Donc il s'agit bien pour La Zone d’Intérêt d'illustrer l'idée du hors champ et celle de la banalité du mal chère à Hannah Arendt. Pour celà, le film se concentre une période de quelques semaines (ou peut-être quelques mois, ce n'est pas forcément clair) dans la vie de famille du commandant d' Auschwitz qui habite, avec femme et enfants, dans une grande et jolie maison juste à côté du camp. On ne verra jamais l'intérieur de ce camp ni les personnes qui y sont enfermées, le champ visuel du film s’arrêtant à son enceinte extérieure. On revanche on entend beaucoup de choses hors champ et c'est là toute l'idée du film, celle que l'on peut mener une vie de monsieur tout le monde avec des discussions et des loisirs d'une banalité affligeante, alors que la mort et l'horreur sont à l’œuvre à quelques dizaines de mètres de là. Horreur qu'on ne peut absolument pas ignorer puisque on est personnellement chargé de la mettre en œuvre.

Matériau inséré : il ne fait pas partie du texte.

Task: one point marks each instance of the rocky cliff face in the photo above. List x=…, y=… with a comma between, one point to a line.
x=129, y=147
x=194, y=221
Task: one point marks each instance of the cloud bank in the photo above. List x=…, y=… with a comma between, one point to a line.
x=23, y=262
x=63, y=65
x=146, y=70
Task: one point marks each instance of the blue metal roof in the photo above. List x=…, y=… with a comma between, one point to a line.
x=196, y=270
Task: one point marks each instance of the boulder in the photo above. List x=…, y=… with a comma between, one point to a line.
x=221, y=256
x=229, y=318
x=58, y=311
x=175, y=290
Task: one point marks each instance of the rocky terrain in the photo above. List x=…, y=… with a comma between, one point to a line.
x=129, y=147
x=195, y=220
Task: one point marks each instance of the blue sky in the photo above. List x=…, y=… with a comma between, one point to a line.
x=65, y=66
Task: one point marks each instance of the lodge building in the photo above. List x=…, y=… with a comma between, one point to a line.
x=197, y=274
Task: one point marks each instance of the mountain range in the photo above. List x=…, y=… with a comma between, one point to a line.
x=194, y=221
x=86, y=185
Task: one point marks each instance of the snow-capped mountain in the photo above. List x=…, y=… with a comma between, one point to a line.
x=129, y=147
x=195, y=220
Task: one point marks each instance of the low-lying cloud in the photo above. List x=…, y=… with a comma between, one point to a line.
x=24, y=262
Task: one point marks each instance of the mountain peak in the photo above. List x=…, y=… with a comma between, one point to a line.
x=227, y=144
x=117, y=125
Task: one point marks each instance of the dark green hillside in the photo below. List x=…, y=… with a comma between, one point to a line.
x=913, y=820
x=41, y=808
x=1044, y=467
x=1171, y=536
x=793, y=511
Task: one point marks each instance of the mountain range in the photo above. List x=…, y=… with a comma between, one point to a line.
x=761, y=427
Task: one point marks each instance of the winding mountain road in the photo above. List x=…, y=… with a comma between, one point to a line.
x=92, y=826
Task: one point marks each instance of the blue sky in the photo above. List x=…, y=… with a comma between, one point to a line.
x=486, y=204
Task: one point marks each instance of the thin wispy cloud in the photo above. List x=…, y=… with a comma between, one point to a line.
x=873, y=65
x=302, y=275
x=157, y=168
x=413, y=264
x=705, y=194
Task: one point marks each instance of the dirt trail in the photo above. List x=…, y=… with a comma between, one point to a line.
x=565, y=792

Ces idées sont évidemment intéressantes sur un plan intellectuel et le film reste extrêmement précis et maîtrisé dans sa mise en scène et son esthétique. Le souci c'est qu'il se borne essentiellement à illustrer ses propres concepts, tels que nous les avons définis plus hauts. Il les montre via une scène, puis le fait à nouveau à travers d'une autre et ainsi de suite. Ce faisant, il n'évite malheureusement pas toujours un aspect répétitif et une tendance à tourner un peu en boucle . Si on fait abstraction de sa trés bonne qualité formelle (le contraire serait surprenant pour un film sélectionné à Cannes) La Zone d’Intérêt semble surtout servir de support à ses propres concepts intellectuels. On finit par se dire que malgré la longueur pas trop importante (1h40) du film, un moyen ou même un court métrage auraient peut être d'avantage convenus.
Quand au fond du message, le réalisateur a peut être voulu montrer de la "banalité"mais ce qu'on voit à 'écran tient étrangement plutôt la tristesse et de la froideur. Comme si les personnages avaient subi une sorte de formatage ou de lavage du cerveau dont ils auraient vaguement conscience, mais contre lequel ils ne pourraient rien. D'avantage que la colère ou la révolte, c'est surtout une incroyable tristesse , une sorte de fatalisme qui se dégage de ce film à son visionnage.